The key to strong content strategy is your ability to identify segments that do matter for your business, industry and sales model. Target those segments effectively and efficiently. Here are a few of the most common ways businesses segment their prospects:

  • Demographics: Your basic segmentation by age, religion, occupation, education level, or, of course, gender. You can leverage roughly the same thing in B2B markets by looking at firm size, revenue, etc.
  • Geographics: Segmentation by location; the best content to market your business to someone from a city may be different from the best approach for suburban or rural prospects. What works for Tennessee guests may bomb for New York guests.
  • Behavioral: This is an excellent way to shape your content marketing efforts.

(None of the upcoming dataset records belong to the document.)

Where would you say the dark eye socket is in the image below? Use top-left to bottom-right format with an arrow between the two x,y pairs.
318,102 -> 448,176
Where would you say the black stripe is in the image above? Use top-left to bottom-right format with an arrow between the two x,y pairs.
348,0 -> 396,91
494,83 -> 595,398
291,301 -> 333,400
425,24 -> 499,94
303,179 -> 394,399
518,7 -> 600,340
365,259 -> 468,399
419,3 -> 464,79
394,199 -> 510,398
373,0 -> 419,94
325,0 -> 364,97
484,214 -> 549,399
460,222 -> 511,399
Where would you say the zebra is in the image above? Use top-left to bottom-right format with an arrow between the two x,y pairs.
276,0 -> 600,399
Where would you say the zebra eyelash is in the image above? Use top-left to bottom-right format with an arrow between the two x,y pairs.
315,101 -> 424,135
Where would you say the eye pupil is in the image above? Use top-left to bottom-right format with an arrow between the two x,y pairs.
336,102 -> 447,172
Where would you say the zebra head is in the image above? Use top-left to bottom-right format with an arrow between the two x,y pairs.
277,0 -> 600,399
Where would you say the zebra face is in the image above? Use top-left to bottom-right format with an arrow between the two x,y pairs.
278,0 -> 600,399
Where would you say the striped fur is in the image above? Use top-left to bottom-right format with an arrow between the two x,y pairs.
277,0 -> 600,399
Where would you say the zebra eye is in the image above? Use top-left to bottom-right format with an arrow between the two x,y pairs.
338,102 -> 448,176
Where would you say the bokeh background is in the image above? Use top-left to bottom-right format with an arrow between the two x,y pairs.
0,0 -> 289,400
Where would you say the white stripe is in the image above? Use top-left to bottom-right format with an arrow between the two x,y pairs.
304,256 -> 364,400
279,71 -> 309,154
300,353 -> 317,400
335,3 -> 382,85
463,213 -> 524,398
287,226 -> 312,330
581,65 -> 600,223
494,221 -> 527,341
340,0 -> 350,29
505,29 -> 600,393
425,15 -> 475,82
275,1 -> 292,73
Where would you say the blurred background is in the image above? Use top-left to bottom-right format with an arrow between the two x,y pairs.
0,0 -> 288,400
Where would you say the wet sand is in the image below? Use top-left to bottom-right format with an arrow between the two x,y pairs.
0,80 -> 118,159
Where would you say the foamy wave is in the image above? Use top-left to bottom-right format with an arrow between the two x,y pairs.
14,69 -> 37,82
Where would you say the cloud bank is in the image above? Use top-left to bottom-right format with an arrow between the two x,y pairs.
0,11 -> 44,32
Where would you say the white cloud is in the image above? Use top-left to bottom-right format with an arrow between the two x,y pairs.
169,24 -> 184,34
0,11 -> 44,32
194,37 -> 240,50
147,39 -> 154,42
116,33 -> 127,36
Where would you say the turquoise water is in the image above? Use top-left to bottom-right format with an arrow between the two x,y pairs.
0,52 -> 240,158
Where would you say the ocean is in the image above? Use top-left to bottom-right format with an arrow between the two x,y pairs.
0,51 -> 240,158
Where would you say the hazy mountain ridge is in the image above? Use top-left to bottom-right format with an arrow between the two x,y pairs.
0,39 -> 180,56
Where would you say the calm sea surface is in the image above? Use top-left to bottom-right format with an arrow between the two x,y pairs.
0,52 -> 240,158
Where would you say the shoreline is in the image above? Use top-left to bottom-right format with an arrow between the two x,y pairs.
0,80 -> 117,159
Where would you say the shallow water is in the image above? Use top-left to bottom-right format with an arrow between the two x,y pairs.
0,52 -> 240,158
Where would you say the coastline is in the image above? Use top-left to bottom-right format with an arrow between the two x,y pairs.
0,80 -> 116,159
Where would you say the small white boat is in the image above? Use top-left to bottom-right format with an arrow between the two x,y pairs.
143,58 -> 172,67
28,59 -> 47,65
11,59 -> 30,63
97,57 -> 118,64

Divide consumers into groups based on their feelings about, knowledge of, and use of your product. Developing strategy for this segmentation method is easy since these factors often influence how guests access your site: the keywords they use to search, for example, or the hashtags they follow on social media.
  • Lifestyle: Also known as psychographic segmentation, this involves dividing prospects and customers by looking at their interests, activities, opinions and hobbies; not necessarily things that obviously influence their interest in your product, but that might influence the best content to draw their attention. If you have a strong social campaign accompanying your content campaign, this can be extremely potent.
  • Benefits: This is segmentation for a savvier class of customer, dividing prospects based on the benefits they are seeking from your product or service. Like behavioral segmentation, this is ideal for content marketing, as it is very easy to detect and funnel prospects based on their point of origin.

How to Find Data

Your ability to accurately segment your customers and funnel them to appropriate content will be largely dependent on how advanced the back end of your site is. If you’re collecting huge amounts of usage information and can easily crunch the numbers on different types of visitors, you’re already where you need to be. You will also want to start making surveys and follow-up calls a part of your sales process, to better shape your understanding of the groups that exist and how they matter.

Remember to keep an open mind. For example, you might find that you have a strange overlap with some other hobby or activity, and that lifestyle segmentation based on whether someone enjoys indoor or outdoor hobbies has an immense impact on your sales figures.

Developing Authentic Content

Think back to our initial consideration for a moment: content marketing for men vs. women. If you’ve identified gender as a meaningful division between customers in your market, it’s time to develop appealing content. And that is where many marketers fall into the trap of insincerity.

Writing content for a market does not mean playing into stereotypes – if prospects detect that they’re being targeted haphazardly based on gender, race, political interests, or any other factor, they’re going to lose faith in your brand, content and company.

So one thing should never change in your content strategy: write good content offering value to every potential reader – segmentation should be a matter of prioritizing information or headlines. Do it right, and the benefits become instantly clear.